差が出やすいのは、ページの構造そのものよりも、ラベルの付け方や導線の出し方、注意事項の見せ方です。良い事例を見つけた場合は、それを優れていると感じた理由を言語化すると、改善策に落とし込みやすくなります。

分析結果をアクセス解析データで裏付ける

ヒューリスティック分析は定性的な評価のため、定量的なデータによる裏打ちが重要です。
 
例えば、アクセス解析で「登録フォームの途中離脱が多い」というデータが取れていれば、ヒューリスティック分析で「フォームの入力項目が多い」「エラー表示が分かりにくい」といった問題点が見つかったとき、結び付けて説明できます。
 
他にも、検索クエリやサイト内検索ログには、ユーザーが必要な情報を見つけていないサインが隠れている可能性が高いです。

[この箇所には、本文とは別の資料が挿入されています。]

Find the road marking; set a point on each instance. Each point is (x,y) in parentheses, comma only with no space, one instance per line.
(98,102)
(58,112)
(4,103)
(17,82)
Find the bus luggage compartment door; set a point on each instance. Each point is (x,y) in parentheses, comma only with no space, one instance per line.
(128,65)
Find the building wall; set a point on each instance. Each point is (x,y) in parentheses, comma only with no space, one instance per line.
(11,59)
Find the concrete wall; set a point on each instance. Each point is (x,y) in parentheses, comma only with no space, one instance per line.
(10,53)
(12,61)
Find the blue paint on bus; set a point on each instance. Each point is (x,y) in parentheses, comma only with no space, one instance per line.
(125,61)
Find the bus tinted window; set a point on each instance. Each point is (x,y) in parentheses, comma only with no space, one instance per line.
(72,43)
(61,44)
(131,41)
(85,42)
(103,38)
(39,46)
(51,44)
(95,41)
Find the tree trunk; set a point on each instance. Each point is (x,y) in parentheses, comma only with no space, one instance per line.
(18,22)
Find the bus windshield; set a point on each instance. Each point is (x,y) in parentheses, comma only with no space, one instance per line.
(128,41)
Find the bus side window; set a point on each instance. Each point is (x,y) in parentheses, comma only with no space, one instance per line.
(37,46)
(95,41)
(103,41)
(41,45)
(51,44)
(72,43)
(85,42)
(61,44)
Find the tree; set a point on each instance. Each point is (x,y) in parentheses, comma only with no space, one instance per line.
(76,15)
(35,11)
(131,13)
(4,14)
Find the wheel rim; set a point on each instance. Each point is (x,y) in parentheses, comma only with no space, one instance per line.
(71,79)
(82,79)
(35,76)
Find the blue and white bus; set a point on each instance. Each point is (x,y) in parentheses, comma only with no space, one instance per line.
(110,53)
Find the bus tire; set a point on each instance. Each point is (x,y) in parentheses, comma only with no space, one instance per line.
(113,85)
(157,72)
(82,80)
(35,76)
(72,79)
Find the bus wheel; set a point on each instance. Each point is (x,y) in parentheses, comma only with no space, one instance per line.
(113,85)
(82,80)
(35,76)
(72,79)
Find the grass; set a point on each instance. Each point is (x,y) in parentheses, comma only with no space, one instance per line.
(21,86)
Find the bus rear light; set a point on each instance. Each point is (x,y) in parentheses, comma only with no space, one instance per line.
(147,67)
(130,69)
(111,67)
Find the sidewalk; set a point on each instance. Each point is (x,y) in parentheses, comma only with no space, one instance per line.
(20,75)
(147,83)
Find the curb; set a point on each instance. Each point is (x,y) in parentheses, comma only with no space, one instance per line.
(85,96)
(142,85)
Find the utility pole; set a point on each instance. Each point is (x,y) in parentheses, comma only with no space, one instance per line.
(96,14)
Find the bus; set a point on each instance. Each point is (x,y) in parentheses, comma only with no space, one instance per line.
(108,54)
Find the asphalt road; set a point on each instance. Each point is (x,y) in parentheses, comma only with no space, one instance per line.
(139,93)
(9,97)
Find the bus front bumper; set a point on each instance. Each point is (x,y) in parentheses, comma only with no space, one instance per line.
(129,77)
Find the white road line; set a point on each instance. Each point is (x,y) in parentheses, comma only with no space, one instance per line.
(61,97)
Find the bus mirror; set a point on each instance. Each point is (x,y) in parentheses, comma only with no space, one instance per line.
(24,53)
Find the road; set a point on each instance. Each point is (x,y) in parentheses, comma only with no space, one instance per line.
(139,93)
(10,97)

主要なボタンのクリック、資材ダウンロード、会員登録完了などをイベントとして計測しておくと、ユーザーの行動を追いやすくなります。
 
アクセス解析のデータは、改善サイクルを回していくための重要な基盤となります。ヒューリスティック分析に基づいた改善策を実行した後も、アクセス解析で変化を確認し、仮説と結果のズレを評価します。この振り返りが次の分析の精度向上にもつながります。

ヒューリスティック分析で「迷わないサイト」作りの第一歩を

製薬企業のWebサイトは、正確性や網羅性を担保する過程で情報が積み上がりやすく、重要な導線が埋もれてしまうケースも少なくありません。
 
ヒューリスティック分析は、数値だけでは捉えきれないユーザーの「迷いやすさ」を可視化し、短期間で問題点を整理できる手法です。これをUX改善の起点とすることで、よりユーザーが迷わずに目的を達成できるWebサイトの構築が可能になります。